The American workers are very combative—as we have seen during the strikes. They have had the most rebellious strikes in the world. What the American worker misses is a spirit of generalization, or analysis, of his class position in society as a whole. This lack of social thinking has its origin in the country's whole history. ...

About fascism. In all the countries where fascism became victorious, we had, before the growth of fascism and its victory, a wave of radicalism of the masses—of the workers and the poorer peasants and farmers, and of the petty bourgeois class. In Italy, after the war and before 1922, we had a revolutionary wave of tremendous dimensions; the state was paralyzed, the police did not exist, the trade unions could do anything they wanted—but there was not a party capable of taking the power. As a reaction came fascism.

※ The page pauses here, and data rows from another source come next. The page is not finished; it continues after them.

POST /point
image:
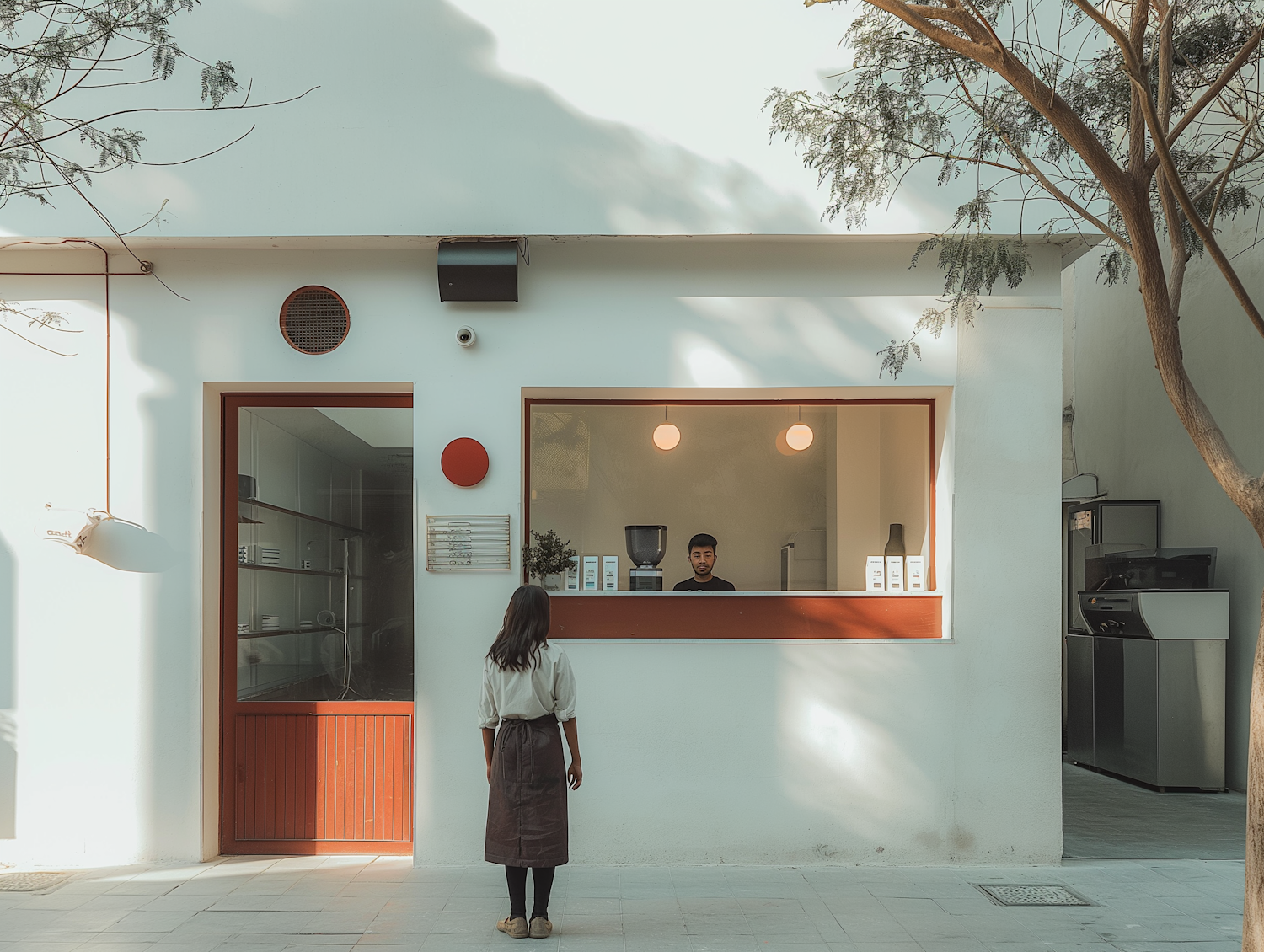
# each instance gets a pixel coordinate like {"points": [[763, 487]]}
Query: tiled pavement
{"points": [[1109, 818], [315, 904]]}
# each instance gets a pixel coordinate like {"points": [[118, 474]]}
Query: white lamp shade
{"points": [[799, 436], [667, 436], [124, 545]]}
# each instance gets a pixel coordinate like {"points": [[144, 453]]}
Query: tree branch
{"points": [[1205, 234], [1235, 65]]}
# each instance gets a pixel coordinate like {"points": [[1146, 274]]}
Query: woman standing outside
{"points": [[528, 688]]}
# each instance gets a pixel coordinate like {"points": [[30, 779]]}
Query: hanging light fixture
{"points": [[667, 436], [121, 545], [799, 436], [116, 543]]}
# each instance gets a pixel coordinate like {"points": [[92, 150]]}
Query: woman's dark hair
{"points": [[523, 631]]}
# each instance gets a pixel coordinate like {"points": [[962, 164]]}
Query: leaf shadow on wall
{"points": [[415, 129], [8, 694]]}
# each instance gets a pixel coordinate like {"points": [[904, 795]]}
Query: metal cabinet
{"points": [[1148, 709]]}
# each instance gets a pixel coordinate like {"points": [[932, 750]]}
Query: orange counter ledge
{"points": [[746, 616]]}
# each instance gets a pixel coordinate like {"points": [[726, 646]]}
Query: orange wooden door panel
{"points": [[323, 778]]}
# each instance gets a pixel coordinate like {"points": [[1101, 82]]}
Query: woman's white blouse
{"points": [[545, 688]]}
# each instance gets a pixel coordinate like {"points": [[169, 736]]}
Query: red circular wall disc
{"points": [[464, 462]]}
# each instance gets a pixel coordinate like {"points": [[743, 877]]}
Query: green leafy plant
{"points": [[549, 557]]}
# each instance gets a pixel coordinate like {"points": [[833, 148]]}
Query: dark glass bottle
{"points": [[895, 544]]}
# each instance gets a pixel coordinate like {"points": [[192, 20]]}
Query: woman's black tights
{"points": [[517, 880]]}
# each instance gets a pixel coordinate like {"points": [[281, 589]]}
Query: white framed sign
{"points": [[468, 544]]}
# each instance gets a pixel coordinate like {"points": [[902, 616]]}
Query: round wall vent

In Germany, the same. We had a revolutionary situation in 1918; the bourgeois class did not even ask to participate in the power. The social democrats paralyzed the revolution. Then the workers tried again in 1922-23-24. This was the time of the bankruptcy of the Communist Party—all of which we have gone into before. Then in 1929-30-31, the German workers began again a new revolutionary wave. There was a tremendous power in the Communists and in the trade unions, but then came the famous policy (on the part of the Stalinist movement) of social fascism, a policy invented to paralyze the working class. Only after these three tremendous waves did fascism become a big movement. There are no exceptions to this rule—fascism comes only when the working class shows complete incapacity to take into its own hands the fate of society.

In the United States you will have the same thing. Already, there are fascist elements, and they have, of course, the examples of Italy and Germany. They will, therefore, work in a more rapid tempo. But you also have the examples of other countries. The next historic wave in the United States will be the wave of radicalism of the masses, not fascism. Of course, the war can hinder the radicalization for some time, but then it will give to the radicalization a more tremendous tempo and swing.

We must not identify war dictatorship—the dictatorship of the military machine, of the staff, of finance capital—with a fascist dictatorship. For the latter, there is first necessary a feeling of desperation of large masses of the people. When the revolutionary parties betray them, when the vanguard of workers shows its incapacity to lead the people to victory—then the farmers, the small businessmen, the unemployed, the soldiers, etc., become capable of supporting a fascist movement, but only then.

A military dictatorship is purely a bureaucratic institution, reinforced by the military machine and based upon the disorientation of the people and their submission to it. After some time their feelings can change and they can become rebellious against the dictatorship.